| 
Anno
2000.
A
população do Brasil attingiu 200 milhões
de pessoas a precisarem de energia para as suas multiplas
actividades: compreende-se como essa necessidade levou ao
aproveitamento das forças hydraulicas. Lentamente,
medrosamente, a principio, essa utilização de
energia se foi, depois, aos poucos accelerando. No anno 2000
já estão longe os tempos em que ainda se importavam
carvão e petroleo!
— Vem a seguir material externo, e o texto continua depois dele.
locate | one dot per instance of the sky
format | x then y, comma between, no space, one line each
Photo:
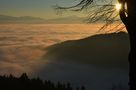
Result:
36,8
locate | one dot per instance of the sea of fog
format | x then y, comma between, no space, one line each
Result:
22,47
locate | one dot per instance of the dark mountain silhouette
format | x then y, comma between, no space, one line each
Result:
104,50
24,83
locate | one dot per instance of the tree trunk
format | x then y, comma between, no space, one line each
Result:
131,28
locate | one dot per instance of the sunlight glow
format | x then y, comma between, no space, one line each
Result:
118,6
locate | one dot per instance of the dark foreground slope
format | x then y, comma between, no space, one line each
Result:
24,83
104,50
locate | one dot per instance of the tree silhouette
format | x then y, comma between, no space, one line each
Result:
105,12
24,83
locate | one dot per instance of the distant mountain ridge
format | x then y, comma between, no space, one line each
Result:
103,50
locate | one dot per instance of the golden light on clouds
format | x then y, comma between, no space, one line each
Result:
118,6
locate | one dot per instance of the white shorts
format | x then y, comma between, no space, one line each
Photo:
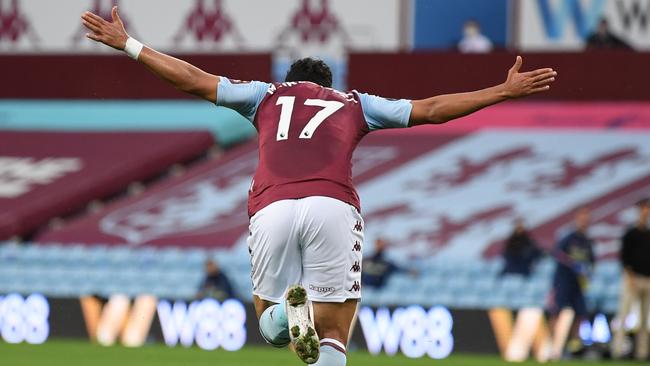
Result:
313,241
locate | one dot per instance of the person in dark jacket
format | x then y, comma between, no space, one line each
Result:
635,259
215,284
520,252
377,268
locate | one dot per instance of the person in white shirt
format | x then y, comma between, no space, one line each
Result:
473,40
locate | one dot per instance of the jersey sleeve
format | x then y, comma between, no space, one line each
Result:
242,97
383,113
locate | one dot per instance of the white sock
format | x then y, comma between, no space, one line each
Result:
332,353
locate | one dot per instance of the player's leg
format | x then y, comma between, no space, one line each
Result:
333,322
275,261
272,318
625,303
331,250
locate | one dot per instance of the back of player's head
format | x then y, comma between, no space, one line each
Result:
309,69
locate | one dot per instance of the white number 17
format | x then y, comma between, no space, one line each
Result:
329,107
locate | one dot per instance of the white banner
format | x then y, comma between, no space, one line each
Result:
204,26
566,24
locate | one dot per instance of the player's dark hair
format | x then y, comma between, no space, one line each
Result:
309,69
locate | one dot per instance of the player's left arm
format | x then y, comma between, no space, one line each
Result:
182,75
444,108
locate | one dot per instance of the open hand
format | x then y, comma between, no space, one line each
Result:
526,83
109,33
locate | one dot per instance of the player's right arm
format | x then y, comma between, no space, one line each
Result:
180,74
444,108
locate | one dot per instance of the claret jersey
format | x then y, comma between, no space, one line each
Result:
307,134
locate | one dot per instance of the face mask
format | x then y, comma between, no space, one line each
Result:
471,31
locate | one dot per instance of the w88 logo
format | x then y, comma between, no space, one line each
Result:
24,320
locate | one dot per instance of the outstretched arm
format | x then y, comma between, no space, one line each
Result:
443,108
182,75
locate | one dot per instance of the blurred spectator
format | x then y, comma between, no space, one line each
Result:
603,38
215,284
377,269
473,40
635,258
520,252
575,259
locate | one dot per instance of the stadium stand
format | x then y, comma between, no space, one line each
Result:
49,174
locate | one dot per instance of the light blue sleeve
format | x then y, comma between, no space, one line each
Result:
385,113
243,98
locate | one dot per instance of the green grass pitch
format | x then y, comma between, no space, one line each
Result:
80,353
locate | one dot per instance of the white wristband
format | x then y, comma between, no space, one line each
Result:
133,48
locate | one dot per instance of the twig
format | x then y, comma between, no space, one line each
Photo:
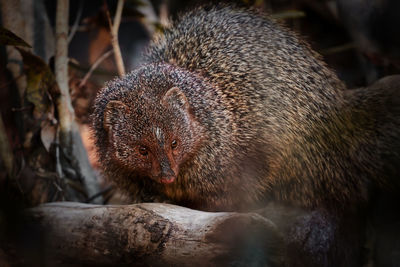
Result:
76,22
94,66
70,139
5,150
114,36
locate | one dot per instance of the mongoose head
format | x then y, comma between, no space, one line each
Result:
151,137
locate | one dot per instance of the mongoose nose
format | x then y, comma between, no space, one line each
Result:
167,180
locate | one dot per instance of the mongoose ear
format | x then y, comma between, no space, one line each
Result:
112,113
176,97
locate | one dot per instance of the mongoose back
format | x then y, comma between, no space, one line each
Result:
230,110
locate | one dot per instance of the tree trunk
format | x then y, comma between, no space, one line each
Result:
150,234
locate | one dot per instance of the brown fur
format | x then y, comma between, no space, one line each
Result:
257,115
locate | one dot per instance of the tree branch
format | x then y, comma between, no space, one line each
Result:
153,234
70,139
114,36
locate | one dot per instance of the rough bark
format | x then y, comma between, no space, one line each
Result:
152,234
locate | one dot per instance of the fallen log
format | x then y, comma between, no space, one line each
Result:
151,234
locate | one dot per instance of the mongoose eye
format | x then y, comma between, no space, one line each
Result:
174,143
143,150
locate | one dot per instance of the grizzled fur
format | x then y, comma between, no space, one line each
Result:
256,114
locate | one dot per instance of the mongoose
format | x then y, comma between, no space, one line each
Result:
229,110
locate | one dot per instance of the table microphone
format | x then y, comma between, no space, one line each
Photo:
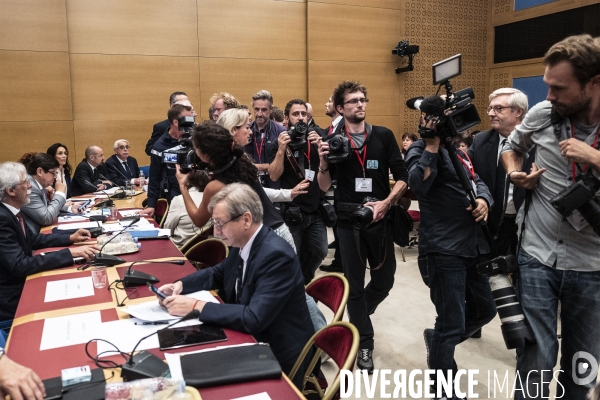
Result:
139,278
147,365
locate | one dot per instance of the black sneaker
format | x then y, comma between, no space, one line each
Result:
365,360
Esses recursos primitivos, condemnados
pelo progresso da technica, foram desapparecendo, passando
a constituir apenas uma recordação historica.
Os
50 milhões de cavallos-vapor de energia hydro-electrica,
utilizados no Brasil, no anno 2000, equivalendo ao trabalho
mecanico de 600 milhões de homens, a população
brasileira, do ponto de vista energetico, é então
computavel em 800 milhões. Nessas condições,
não admira que sejam enfrentados e convenientemente
resolvidos os problemas da producção. As questões
nacionaes são, então, estudadas por gente competente,
tendo acabado, ha muito, a influencia dos politicos profissionaes.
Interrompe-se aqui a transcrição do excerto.